By Sky Morrison
A new era is dawning for Florida Tech as it readies to welcome a new president, and with him, his changes for the future.
T. Dwayne McCay will take the helm of the university in the summer of 2016. He plans to maintain tuition for students for the duration of their undergraduate education, foster communication between students and administration and build national credibility as an academic powerhouse.
“We are going to be one of the best engineering schools in the country and everybody’s going to give us credit for it,” said McCay at a recent Residence Life-sponsored town hall meeting.
To accomplish his mission of “educating the best” and conducting research to benefit the world, McCay plans to stop university expansion completely — a plan that is drastically different than that of President Anthony Catanese who grew the university 800 thousand square ft. during his tenure in office.
“We are about full,” McCay said. “We could grow maybe 10 percent but we can’t grow much more than that.”
McCay will exchange expansion for “depth.” According to Greg Tsark, the university architect and vice president of Facilities Operations, the university will reinvest in the facilities Florida Tech currently owns.
Students can expect reinvestment to take many forms including expanded and more efficient parking, a new multi-disciplined research building located adjacent to the Olin Life Sciences building, and updates to the Quad Residence Halls, Tsark said.

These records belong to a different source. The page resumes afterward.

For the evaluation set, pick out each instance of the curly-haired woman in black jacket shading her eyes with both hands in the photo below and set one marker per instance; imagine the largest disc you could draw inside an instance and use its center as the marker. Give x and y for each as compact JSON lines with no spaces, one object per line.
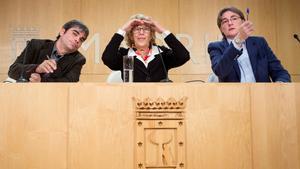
{"x":139,"y":34}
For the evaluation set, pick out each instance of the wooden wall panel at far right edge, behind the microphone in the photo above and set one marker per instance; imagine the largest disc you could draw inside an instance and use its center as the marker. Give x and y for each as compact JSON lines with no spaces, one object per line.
{"x":287,"y":24}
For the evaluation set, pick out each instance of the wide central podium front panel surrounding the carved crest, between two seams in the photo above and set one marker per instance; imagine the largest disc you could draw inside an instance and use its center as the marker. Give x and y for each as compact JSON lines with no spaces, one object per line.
{"x":218,"y":129}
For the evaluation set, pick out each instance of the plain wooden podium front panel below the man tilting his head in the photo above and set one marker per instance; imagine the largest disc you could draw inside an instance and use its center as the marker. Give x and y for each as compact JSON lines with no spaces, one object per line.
{"x":33,"y":126}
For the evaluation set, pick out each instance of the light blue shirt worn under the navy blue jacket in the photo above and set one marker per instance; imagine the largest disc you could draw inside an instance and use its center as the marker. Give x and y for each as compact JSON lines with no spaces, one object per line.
{"x":244,"y":63}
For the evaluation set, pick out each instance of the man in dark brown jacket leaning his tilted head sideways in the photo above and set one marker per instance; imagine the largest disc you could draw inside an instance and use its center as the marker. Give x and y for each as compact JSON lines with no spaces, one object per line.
{"x":53,"y":61}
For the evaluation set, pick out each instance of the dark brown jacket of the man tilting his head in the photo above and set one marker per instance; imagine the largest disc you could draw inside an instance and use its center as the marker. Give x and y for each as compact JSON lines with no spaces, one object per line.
{"x":68,"y":67}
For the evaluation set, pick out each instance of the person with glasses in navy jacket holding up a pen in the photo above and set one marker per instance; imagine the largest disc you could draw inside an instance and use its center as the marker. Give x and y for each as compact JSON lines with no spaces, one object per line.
{"x":240,"y":57}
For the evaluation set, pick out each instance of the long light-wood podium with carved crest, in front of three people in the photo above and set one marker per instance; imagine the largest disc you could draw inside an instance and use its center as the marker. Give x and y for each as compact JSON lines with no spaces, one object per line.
{"x":97,"y":125}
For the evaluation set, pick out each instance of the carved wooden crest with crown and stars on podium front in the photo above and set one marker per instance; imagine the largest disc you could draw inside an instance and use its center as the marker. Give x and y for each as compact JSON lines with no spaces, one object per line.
{"x":160,"y":133}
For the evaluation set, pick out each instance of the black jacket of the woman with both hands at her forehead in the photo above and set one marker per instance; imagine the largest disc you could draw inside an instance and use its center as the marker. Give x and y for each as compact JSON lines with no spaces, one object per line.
{"x":174,"y":57}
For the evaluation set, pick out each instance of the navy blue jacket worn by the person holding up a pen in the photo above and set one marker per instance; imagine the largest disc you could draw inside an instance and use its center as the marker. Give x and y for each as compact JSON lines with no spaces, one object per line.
{"x":265,"y":65}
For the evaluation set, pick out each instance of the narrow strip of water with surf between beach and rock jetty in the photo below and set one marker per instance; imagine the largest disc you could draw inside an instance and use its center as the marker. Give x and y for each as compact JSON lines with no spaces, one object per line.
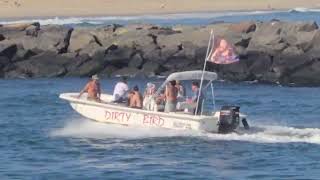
{"x":203,"y":18}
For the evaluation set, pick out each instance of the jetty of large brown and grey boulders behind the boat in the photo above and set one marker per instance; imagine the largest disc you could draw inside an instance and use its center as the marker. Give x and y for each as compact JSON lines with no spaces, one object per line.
{"x":270,"y":52}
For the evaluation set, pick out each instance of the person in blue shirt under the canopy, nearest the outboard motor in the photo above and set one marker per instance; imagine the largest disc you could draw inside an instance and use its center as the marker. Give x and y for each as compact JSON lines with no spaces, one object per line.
{"x":194,"y":100}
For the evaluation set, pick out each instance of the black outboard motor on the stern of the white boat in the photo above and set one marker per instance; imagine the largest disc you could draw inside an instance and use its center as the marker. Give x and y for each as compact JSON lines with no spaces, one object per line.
{"x":229,"y":119}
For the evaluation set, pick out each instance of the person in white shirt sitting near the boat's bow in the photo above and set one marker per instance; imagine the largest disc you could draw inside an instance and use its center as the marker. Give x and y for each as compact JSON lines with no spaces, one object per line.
{"x":120,"y":91}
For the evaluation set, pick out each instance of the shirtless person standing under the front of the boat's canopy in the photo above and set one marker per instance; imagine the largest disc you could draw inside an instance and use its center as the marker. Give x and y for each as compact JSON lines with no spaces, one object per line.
{"x":171,"y":97}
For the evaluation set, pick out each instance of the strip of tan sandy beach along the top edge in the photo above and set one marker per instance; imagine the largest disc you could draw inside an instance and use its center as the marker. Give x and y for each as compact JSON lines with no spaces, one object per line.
{"x":41,"y":8}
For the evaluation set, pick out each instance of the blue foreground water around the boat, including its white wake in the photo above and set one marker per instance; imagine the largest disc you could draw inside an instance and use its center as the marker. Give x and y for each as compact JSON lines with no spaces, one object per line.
{"x":41,"y":137}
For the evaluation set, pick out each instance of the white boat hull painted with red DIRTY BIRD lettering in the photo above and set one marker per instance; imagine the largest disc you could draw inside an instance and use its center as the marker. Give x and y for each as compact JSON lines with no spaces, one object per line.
{"x":117,"y":114}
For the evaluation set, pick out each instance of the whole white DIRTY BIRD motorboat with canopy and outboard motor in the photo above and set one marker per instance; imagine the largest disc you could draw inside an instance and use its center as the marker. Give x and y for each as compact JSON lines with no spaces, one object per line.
{"x":226,"y":120}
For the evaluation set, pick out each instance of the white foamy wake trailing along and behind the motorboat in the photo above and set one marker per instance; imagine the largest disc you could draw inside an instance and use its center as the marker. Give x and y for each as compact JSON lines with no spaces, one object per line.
{"x":258,"y":134}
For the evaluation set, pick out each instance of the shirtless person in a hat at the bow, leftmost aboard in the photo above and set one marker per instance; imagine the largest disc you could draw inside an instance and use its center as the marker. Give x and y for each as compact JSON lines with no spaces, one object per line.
{"x":93,"y":89}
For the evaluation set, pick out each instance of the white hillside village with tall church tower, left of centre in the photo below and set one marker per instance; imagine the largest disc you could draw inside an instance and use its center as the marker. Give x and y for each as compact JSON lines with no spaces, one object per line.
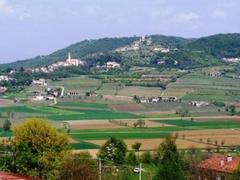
{"x":67,"y":63}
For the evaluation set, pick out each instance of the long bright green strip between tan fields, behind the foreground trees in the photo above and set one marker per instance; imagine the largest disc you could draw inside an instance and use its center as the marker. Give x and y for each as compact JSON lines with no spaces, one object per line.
{"x":148,"y":133}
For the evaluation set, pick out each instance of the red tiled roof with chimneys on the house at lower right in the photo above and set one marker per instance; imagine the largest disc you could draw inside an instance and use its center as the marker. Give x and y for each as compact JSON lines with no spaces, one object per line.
{"x":214,"y":164}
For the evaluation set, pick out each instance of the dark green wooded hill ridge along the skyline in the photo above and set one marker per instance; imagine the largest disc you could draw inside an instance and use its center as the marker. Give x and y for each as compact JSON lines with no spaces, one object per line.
{"x":189,"y":52}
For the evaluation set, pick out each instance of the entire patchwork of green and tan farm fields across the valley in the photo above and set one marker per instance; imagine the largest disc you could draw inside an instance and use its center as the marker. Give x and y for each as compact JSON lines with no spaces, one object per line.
{"x":111,"y":111}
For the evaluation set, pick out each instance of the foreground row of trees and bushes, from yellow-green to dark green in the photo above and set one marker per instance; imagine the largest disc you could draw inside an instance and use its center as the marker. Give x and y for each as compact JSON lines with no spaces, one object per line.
{"x":38,"y":150}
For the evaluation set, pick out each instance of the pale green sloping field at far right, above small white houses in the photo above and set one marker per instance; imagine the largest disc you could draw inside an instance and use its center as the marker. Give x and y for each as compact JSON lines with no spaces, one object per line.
{"x":205,"y":88}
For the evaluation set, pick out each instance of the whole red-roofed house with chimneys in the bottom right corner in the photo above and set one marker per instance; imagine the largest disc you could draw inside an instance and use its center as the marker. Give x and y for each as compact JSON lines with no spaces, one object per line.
{"x":217,"y":167}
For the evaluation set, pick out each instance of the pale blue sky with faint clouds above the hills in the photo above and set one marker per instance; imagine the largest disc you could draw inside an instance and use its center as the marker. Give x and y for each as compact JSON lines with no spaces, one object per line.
{"x":38,"y":27}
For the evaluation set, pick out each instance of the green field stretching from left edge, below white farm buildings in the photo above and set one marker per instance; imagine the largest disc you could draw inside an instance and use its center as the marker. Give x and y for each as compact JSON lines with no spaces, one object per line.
{"x":62,"y":114}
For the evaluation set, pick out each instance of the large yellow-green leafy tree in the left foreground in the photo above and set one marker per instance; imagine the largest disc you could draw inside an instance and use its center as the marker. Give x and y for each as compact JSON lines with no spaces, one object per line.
{"x":39,"y":149}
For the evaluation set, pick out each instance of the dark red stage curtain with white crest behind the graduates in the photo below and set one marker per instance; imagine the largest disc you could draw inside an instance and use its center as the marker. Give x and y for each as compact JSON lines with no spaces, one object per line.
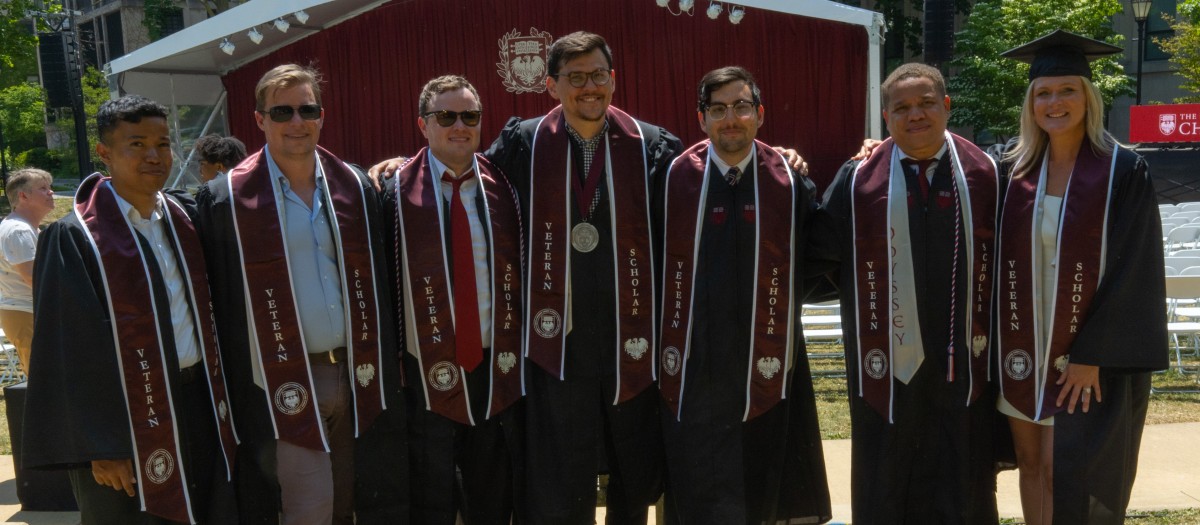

A medical school is another academic addition on Florida Tech’s horizon. McCay hopes to establish a 320-student medical school by Fall 2019 in which priority would be given to Florida Tech pre-med students. According to McCay, local hospitals have already been contacted for potential residency programs.
To McCay’s mission of impacting the world, Florida Tech is investigating the creation of a Sustainability Living/Learning Community.
The proposed community would transform Evans Hall into a sustainable, smart living facility featuring solar energy and live displays monitoring water usage and energy expenditures. Residents would also grow and maintain a community garden.
“We want it to be a place where residents could participate in a community on campus where they can practice sustainable living habits in not just what they do but in literally how the building functions,” said Zachary Eichholz, the president of the Residence Life Sustainability Committee.
Eichholz hopes the community will bring residents back to Evans Hall and generate more revenue for the University.
According to Jessica Keleher, Evan’s Resident Assistant, the hall’s maximum occupancy is 68 students but only 17 residents currently reside in the building. The lack of residents costs the university more than $150 thousand per semester in revenue.
“I’m proud of how far we’ve come in the last decade,” Tsark said. “I feel the university is well positioned…for the future but that’s all said with the acknowledgement that there is still a lot to be done.”